How to rev up the Nigerian economy and stabilise financial markets will be the main concern of policymakers and operators after the election-induced downsizing and outright shutdowns of many economic activities. Options are limited by the absence of sufficient fiscal space and a monetary policy solution, specifically a cut in interest rate, appears to be the consensus. The role of the stock market in capital formation, production capacity building and foreign investment capital inflow calls for greater recognition and optimisation.
The effectiveness of high interest rate policy as an instrument for stabilising the exchange rate has come under question. This is due to high mobility of financial capital with destabilising forces originating largely externally. The Nigerian economy, which has received a lot of deliberate interest rate choke since the last financial crisis, will expectedly need an urgent stimulatory push in the post election period. It is hoped that the Central Bank realises this quickly and acts promptly in order to avoid the election-induced slowdown hang on to full year.
While foreign portfolio traders are attracted by high interest rate differential, they are as well easily scared by high exchange rate risk. The high return on investment therefore fails in retaining them amid the increasing speculative fever cast around the naira. The presence of ‘ready to flee’ foreign portfolio investors has now become a major source of financial markets disturbance rather than a source of stability.
Analysts expect that a lot of pressure will be off the naira in the post election trading for three main reasons. First, the recent significant depreciation has weakened the internal demand capacity for the dollar considerably. Second, the pressure on the currency induced by heightened electoral spending is now out of the way. Third, the run from the naira to the dollar in anticipation of post election violence will be reversed.
Much heat will expectedly turn on the real economy if policymakers let the strain of naira depreciation exacerbate the effect of high interest rate on the production and consumption functions in the economy. Releasing the firm grip on interest rate appears to be one of the few options available to policymakers to give the economy and financial markets the critically needed breathing space.
The Central Bank is pressing and promising to implement development functions stimulatory to the economy, which dovetails into some job creating initiatives expected from government in line with electoral promises. These are not expected to happen in a sustained manner without creating sufficient liquidity inlets into the economy to both sustain and possibly improve productive capacities and also stimulate consumer spending reasonably.
It is considered quite necessary that policymakers put good money in the hands of consumers even for producers to be able to improve sales. Companies have long been waiting to be empowered to resume building capacities for future growth instead of over flogging existing capacities.
Equities traders and investors are waiting to see signals of growth in corporate earnings happening in the future for them to break free from their current cautious mood.
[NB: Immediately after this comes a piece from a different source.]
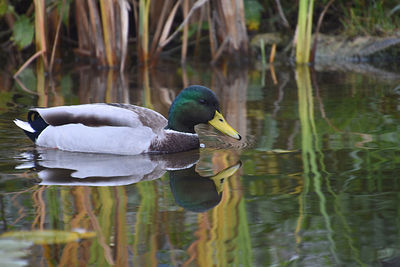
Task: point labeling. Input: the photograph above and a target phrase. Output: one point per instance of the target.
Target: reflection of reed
(311, 152)
(223, 234)
(146, 228)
A lot of investor confidence need to be injected into the equities market to reinforce the gradual revival of the new issues market. A cut down on short-term interest rates will help equities market, which is the main attraction of foreign portfolio investors.
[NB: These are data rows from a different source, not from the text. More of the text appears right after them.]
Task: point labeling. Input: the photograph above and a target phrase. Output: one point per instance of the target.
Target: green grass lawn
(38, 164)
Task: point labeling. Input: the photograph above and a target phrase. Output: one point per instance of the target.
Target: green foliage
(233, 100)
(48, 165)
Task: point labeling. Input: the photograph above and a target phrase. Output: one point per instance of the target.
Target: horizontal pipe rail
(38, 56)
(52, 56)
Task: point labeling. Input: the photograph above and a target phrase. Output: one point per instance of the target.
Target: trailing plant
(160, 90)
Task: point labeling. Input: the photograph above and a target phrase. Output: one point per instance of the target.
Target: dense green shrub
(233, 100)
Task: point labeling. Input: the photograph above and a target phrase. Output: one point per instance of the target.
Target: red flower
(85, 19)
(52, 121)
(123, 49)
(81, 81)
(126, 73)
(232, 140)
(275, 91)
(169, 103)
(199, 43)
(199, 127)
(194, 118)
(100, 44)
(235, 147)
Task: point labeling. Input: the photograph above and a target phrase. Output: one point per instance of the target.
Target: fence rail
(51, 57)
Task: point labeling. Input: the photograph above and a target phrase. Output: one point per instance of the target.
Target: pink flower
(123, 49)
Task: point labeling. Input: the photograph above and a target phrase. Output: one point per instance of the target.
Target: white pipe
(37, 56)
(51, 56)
Financial markets move on the basis of anticipation and so expectation of interest rate reduction can be expected to attract a lot of investors to take long-term positions on existing financial instruments. This can be expected to spur foreign direct investments, which is preferred for job creation and exchange rate stability. This is expected to give financial markets the long-term money critical needed to break the cycle of destabilizing portfolio flows.
Meanwhile, equities closed lower last week, losing far more than the mild recovery witnesses in the preceding week. All the key indices of the market closed lower in the week, bringing the all-share index below its year’s opening by 0.49% to 34,485.72.